JF Ptak Science Books Post 1843
“I have never painted a recent picture." Man Ray, 1966
“Unconcerned but Not Indifferent”—1976, Man Ray’s epitaph.
Emmanuel Radnitzky (1890 –1976) removed the “Emm_uel” and the “__dnitzk” from his names to become Man Ray, a South Philly-born, Brooklyn- and Manhattan-bred Parisian ex-Pat artist became (by the early 1920’s) perhaps the most influential of the Dadaist/modernist photographers. No offense to his given name, but “Man Ray” is superior.

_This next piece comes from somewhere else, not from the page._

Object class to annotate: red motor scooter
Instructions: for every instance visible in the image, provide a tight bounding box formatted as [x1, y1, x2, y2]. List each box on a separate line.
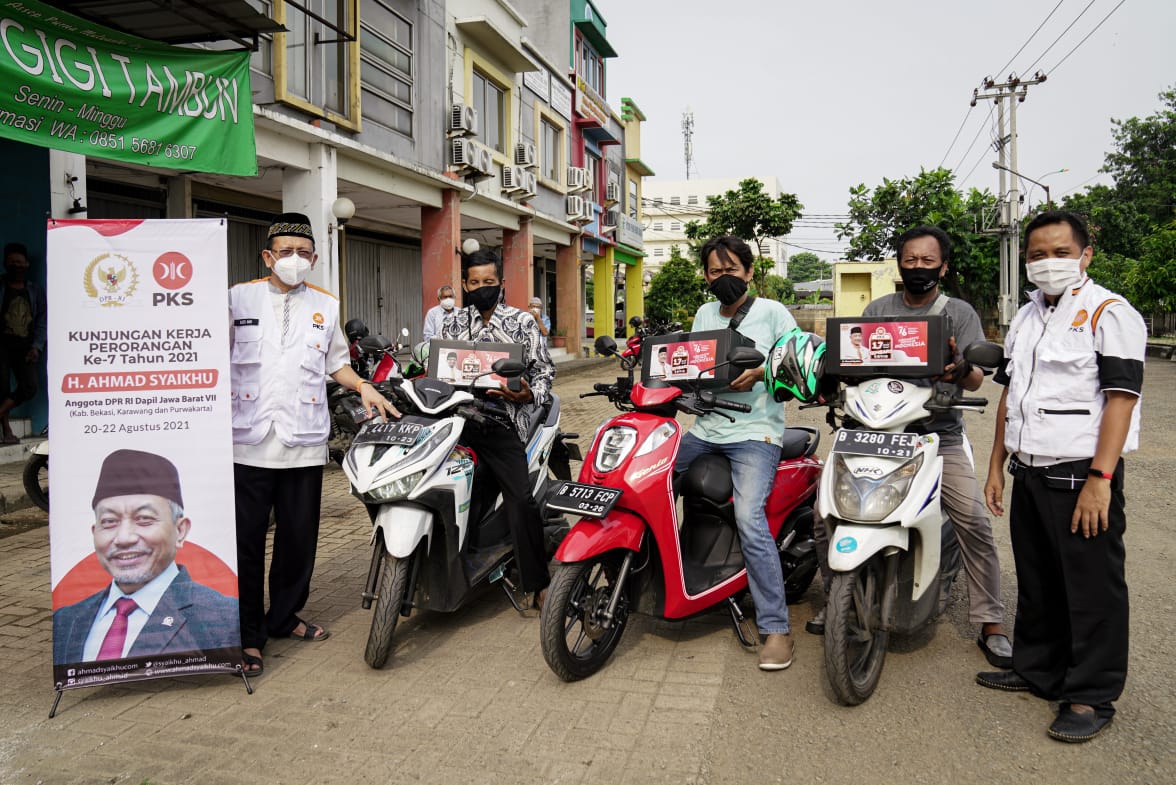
[540, 336, 822, 681]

And Man Ray was far more than a photographer, as he worked across many different art forms, not the least of which was motion pictures. But what comes to my mind first with his name is his self-titled “rayograph”, a photographic process which was actually a photogram, which was the direct exposure of an object placed upon a photosensitive paper. This is also the earliest form of photography, something employed by Fox Talbot who called it “photogenic drawing”) as early as 1834. (I wrote a little bit about this process in a post "Things That Almost Were But Weren't".) But Man Ray’s rayographs stand clear and distinct to me, different even from his contemporaries’ works (including Susan Derges, Max Ernst, Raoul Hausmann, Laszlo Moholy-Nagy and Alexander Rodchenko).
Of course my antiquarian pretender (the image on the above right) to the rayograph isn’t one—it just had the look and feel of one, contained that shock of recognition that I had seen it before, and the palce where I would’ve seen it was with Man Ray. All I did with this engraving—an image of clockworks published in Abraham Rhee’s Encyclopedia of 1810--was to solarize it. So it isn’t even a rayograph, but just looks like one, though Man Ray did work quite a bit with the solarized image. I just like it.